Educators who are pushing for the changes say that inclusive education not only benefits the students needing extra help, but also helps their classmates develop a greater sense of empathy and ability to relate to and be more inclusive of people of varying abilities.
“What does it tell a kindergartener when the bell rings, and they go straight into a classroom, and their classmate turns left?” said Davis, the principal at Ruby Bridges.
For all its subtle differences, the school was opened by the Northshore School District in 2020 as a traditional neighborhood school to accommodate the growing elementary-school population north of Bothell and Woodinville. The school, named after the civil rights activist who as a 6-year-old became a national face of American school integration, also emphasizes celebrating the ethnic and cultural diversity of its student population, which is more than 60% nonwhite.
And while Ruby Bridges Elementary was intended to be a neighborhood school and not a magnet, the school has a slightly higher percentage of students with disabilities than other Northshore elementary schools and than the district as a whole. This could indicate that families of students with disabilities are transferring their children there in the hopes of a more inclusive learning experience.
Supporters of increasing inclusive practices in schools hope that in the future, such differentiation won’t be necessary.
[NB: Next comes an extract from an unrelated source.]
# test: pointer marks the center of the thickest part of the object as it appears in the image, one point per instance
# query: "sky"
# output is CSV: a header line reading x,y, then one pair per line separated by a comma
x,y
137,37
“The schools and the districts that I work with either have or are moving towards a belief system that really values that learner variability in that student diversity, and are really seeking to meet the needs of all of their students in the best way that they can,” Waldron said.
Correction: This article was corrected on Jan. 19, 2023. An earlier version of this story misstated which communication aide that Ruby Bridges students requested. The story was also revised to clarify that UW Haring Center is working with the schools and classrooms in partnership to develop inclusive practices.